晴明殿下の人生激情

みんな大河ドラマの主役だった。

男と女の1994

あれは花冷えのする3月の終わりだったか。
若かった私は、肩からバッグを提げて立ちんぼをしていた。
ラブホテルの橫で。

1994年頃には、今のような便利さはなく、愛を求める手段としては、ダイヤルQ2とかテレクラがお盛んであったんだが、さらに新たなピンクサービスが登場した。
それが『ブルセラ』である。

主に女子高生の下着とか制服を売買するのだが、要するに女性なら誰でもいいような感覚で、金が欲しい主婦なんかも、取り引き相手である。

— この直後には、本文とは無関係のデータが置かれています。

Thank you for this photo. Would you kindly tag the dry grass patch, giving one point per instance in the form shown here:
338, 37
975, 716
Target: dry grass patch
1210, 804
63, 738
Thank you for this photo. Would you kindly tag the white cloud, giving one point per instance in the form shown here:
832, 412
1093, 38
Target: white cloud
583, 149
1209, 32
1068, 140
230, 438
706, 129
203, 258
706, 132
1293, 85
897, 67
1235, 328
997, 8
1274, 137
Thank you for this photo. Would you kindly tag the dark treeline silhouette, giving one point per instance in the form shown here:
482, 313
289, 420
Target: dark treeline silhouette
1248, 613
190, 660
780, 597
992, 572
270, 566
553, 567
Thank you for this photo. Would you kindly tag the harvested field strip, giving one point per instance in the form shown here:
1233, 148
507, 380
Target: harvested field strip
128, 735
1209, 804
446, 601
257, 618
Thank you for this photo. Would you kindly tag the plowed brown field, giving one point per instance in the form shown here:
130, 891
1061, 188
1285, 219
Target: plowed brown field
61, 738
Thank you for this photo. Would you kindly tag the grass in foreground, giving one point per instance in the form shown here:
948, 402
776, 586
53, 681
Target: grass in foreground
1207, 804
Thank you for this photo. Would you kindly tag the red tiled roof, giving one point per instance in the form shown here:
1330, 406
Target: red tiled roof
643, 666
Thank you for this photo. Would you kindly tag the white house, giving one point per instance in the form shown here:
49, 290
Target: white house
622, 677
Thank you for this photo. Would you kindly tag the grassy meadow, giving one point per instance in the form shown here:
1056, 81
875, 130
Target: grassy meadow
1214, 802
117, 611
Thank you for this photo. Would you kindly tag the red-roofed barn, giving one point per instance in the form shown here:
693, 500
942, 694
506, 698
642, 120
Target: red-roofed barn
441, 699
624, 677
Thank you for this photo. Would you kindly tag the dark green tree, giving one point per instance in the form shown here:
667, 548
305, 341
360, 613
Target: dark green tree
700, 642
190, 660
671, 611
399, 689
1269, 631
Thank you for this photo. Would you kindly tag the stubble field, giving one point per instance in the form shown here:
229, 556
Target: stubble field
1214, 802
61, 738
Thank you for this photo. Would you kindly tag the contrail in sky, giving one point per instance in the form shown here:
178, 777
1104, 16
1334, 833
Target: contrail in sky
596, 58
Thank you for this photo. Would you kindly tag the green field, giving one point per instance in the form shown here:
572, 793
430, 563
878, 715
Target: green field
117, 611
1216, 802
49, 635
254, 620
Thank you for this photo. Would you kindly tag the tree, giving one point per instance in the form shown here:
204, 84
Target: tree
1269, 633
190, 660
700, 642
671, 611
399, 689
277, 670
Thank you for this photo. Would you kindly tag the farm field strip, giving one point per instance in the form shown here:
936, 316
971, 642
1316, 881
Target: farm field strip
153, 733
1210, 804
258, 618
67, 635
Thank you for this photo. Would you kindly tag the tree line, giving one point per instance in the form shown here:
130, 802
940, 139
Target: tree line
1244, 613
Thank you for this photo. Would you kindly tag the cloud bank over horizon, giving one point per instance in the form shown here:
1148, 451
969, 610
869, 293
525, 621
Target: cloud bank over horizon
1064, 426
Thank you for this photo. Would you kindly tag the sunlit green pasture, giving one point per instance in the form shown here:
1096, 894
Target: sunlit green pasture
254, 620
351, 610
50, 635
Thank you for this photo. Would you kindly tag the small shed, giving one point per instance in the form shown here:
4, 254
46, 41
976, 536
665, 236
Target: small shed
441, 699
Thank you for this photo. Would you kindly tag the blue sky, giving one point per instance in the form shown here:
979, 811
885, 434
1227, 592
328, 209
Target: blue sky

では、私がランジェリーを求めているかというと、そうではなく、アルバイトだった。

当時、知人がレンタルビデオ屋の店長を していた。
この店というのが、今では全く見かけなくなった、ほとんどアダルトオンリーのチープな店舗なのだ。
ビデオだけでなく、怪しいグッズとかも売っていて、さらにビジネス拡張でブルセラも扱うようになっていた。
もっと言えば、かなりマニア向けの商品に『聖水』なんかもあった。
これはオロナミンのビンに入れて、小さな冷蔵庫で保管していた。
なんでも人によっては、一気飲みとか凍らせてウイスキーに入れるとか・・・。

そして、あまり大きな声では言えないけれど、後にこの店には捜索が入り、店長の手が後ろに回ってしまった。
こういった店は、よくツートンカラーの車が来るのだ。

話を戻すと、立ちんぼをしていた私が、店長から預かったバッグの中には、現金とカメラが入っている。
要するに、ホテル内でヌードを撮影し、下着を買って来いという事である。
着用者の写真があると高く売れるのだ。

そして本日のクライアントがやって来た。